Lors du Forum pour l’Union méditerranéenne, à Barcelone, le haut représentant de l’Union européenne pour les affaires étrangères et la politique de sécurité, Josep Borrell, a appelé à une prolongation de la pause dans les attaques à Gaza. Le diplomate a noté que la trêve de quatre jours constituait « une étape importante », mais « il reste encore beaucoup à faire pour trouver une issue à la crise ».

« Peut-être que la trêve durera encore quelques jours, mais nous devons poursuivre le processus politique qui commence aujourd’hui », a fait remarquer Borrell.

Dimanche, quelques heures après la confirmation de la libération du troisième groupe de personnes, le président américain Joe Biden a assuré qu’il travaillerait à prolonger la trêve entre Israël et le Hamas. « C’est mon objectif, c’est notre objectif, maintenir cette pause au-delà de demain afin que nous puissions continuer à voir davantage d’otages partir et envoyer davantage d’aide humanitaire à ceux qui en ont besoin à Gaza », a-t-il déclaré.

DOSSIER-Une Palestinienne assise au milieu des destructions alors que les gens retournent à Khan Yunis, tout en inspectant les dégâts causés à leurs maisons par les bombardements israéliens, dans le district de Khezaa, à la périphérie est de la ville sud de la bande de Gaza, le 24 novembre 2023.
DOSSIER-Une Palestinienne assise au milieu des destructions alors que les gens retournent à Khan Yunis, tout en inspectant les dégâts causés à leurs maisons par les bombardements israéliens, dans le district de Khezaa, à la périphérie est de la ville sud de la bande de Gaza, le 24 novembre 2023. ©AFP/Mahmud Hamas

Le Qatar et l’Égypte font également pression pour une prolongation.
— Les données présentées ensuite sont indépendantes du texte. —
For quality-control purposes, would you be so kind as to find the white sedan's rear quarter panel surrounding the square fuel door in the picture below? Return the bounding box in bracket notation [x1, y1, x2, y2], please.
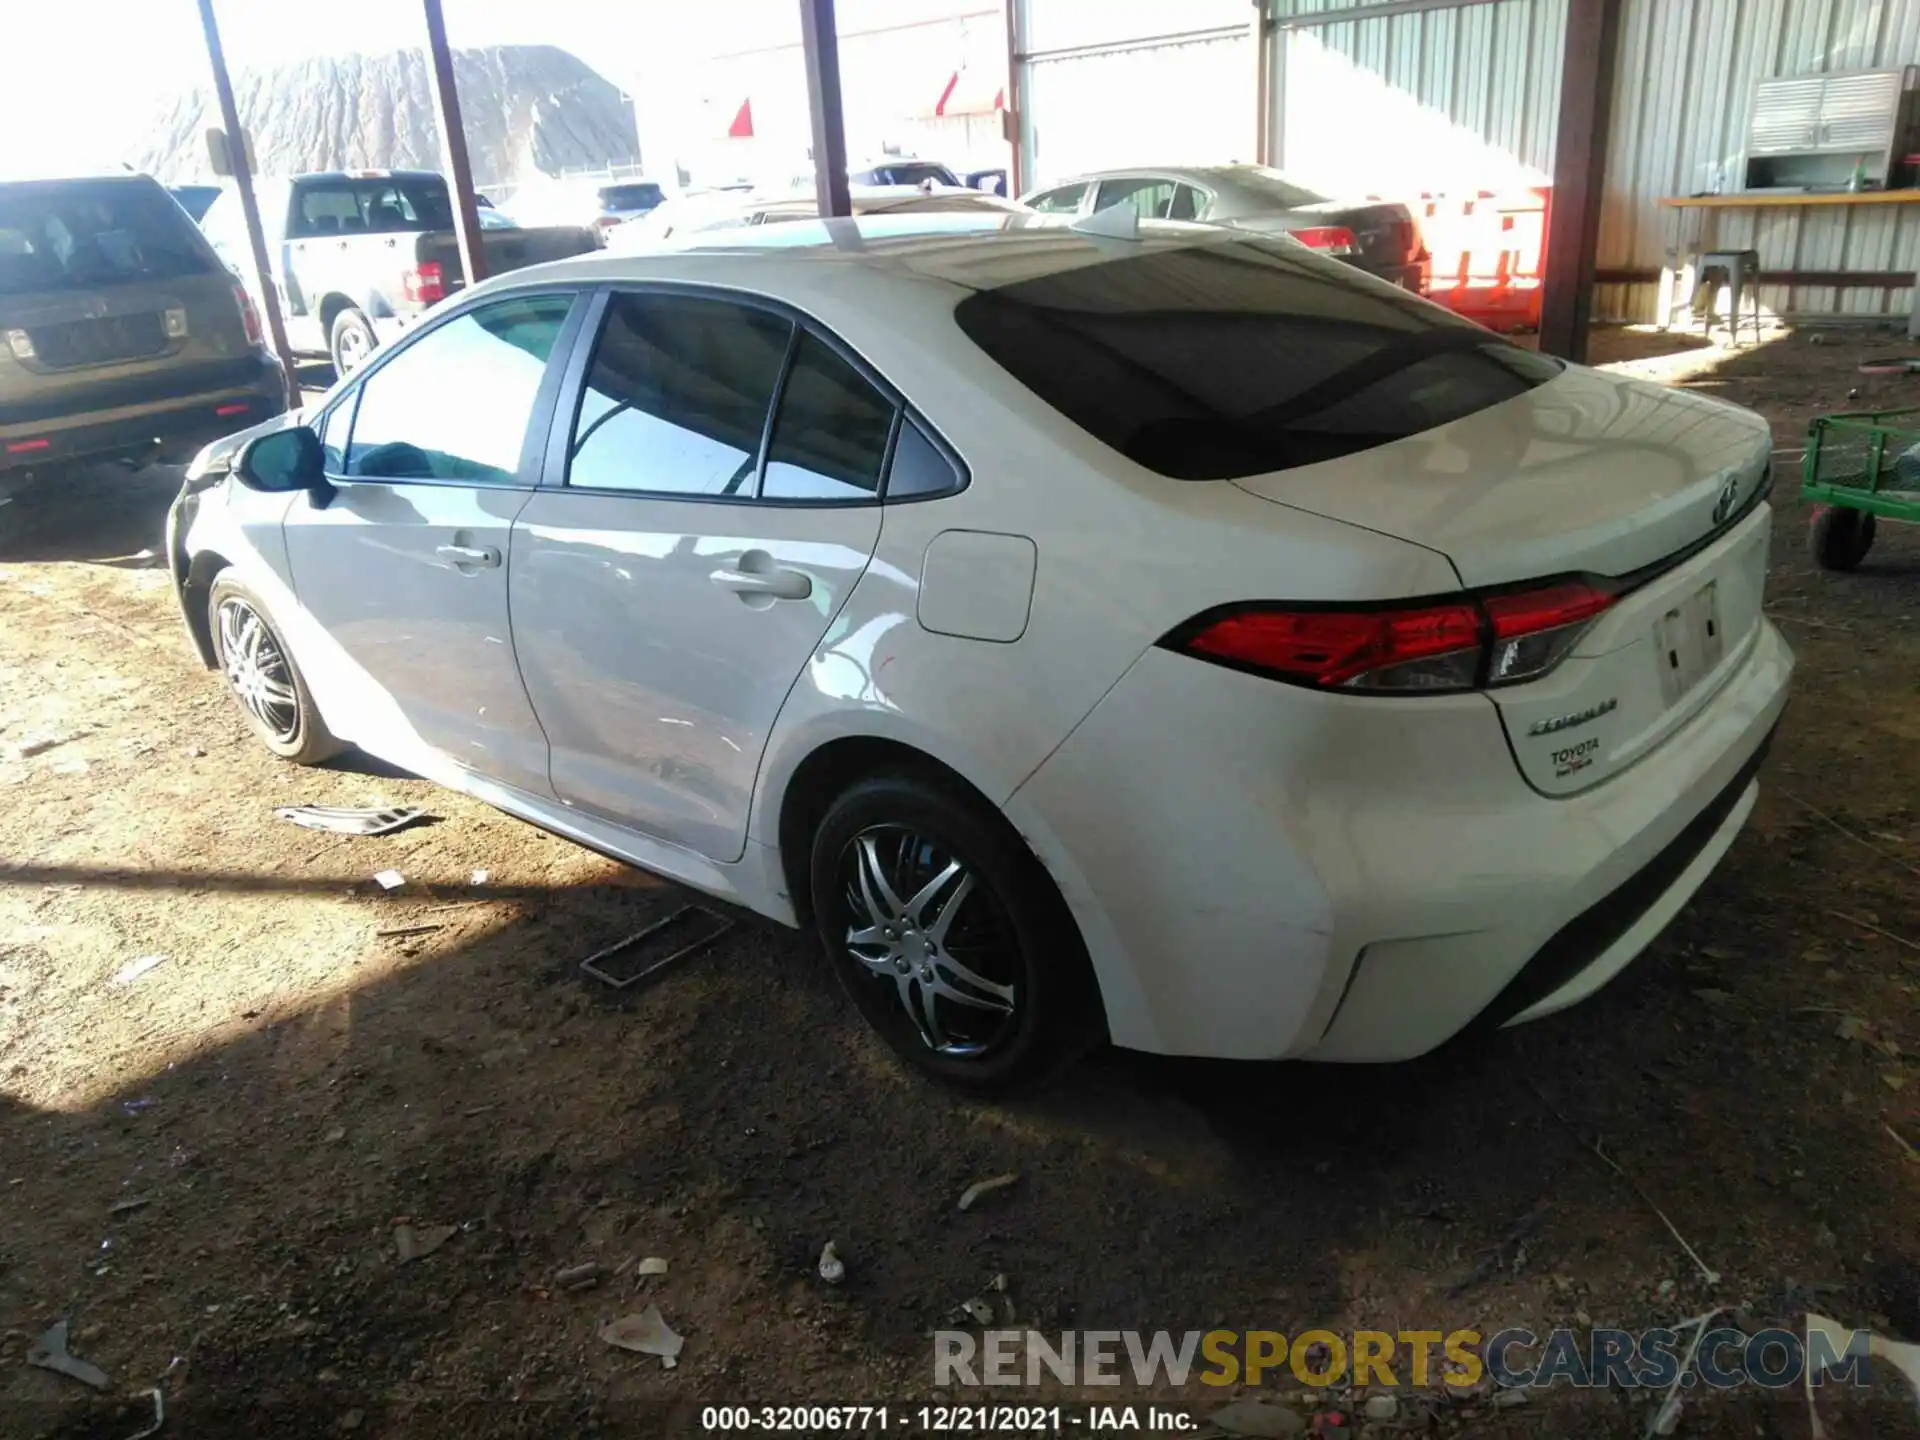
[749, 278, 1459, 1016]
En fait, samedi 25 novembre dernier, au cours du deuxième jour de la trêve, le Caire a déclaré avoir reçu des « signaux positifs » de toutes les parties au conflit pour que la pause dans les hostilités soit prolongée « d’un ou deux jours supplémentaires ».

  • 17h30 (BOG) Le dernier jour de la trêve convenue entre l’armée israélienne et le Hamas est en cours

La pause des attaques dans la bande de Gaza est entrée dans ses dernières 24 heures, selon l’accord conclu entre le gouvernement israélien et le mouvement islamiste, avec la médiation clé du Qatar, mais aussi de l’Égypte et des États-Unis.

À l’heure actuelle, aucun bombardement, activité aérienne ou incendie n’a été signalé de part et d’autre du conflit.

Le silence des bombes et de l’artillerie ouvre la voie à un quatrième échange d’otages à Gaza contre des Palestiniens emprisonnés en Israël, en plus de l’entrée de dizaines de convois d’aide humanitaire vers la bande côtière assiégée.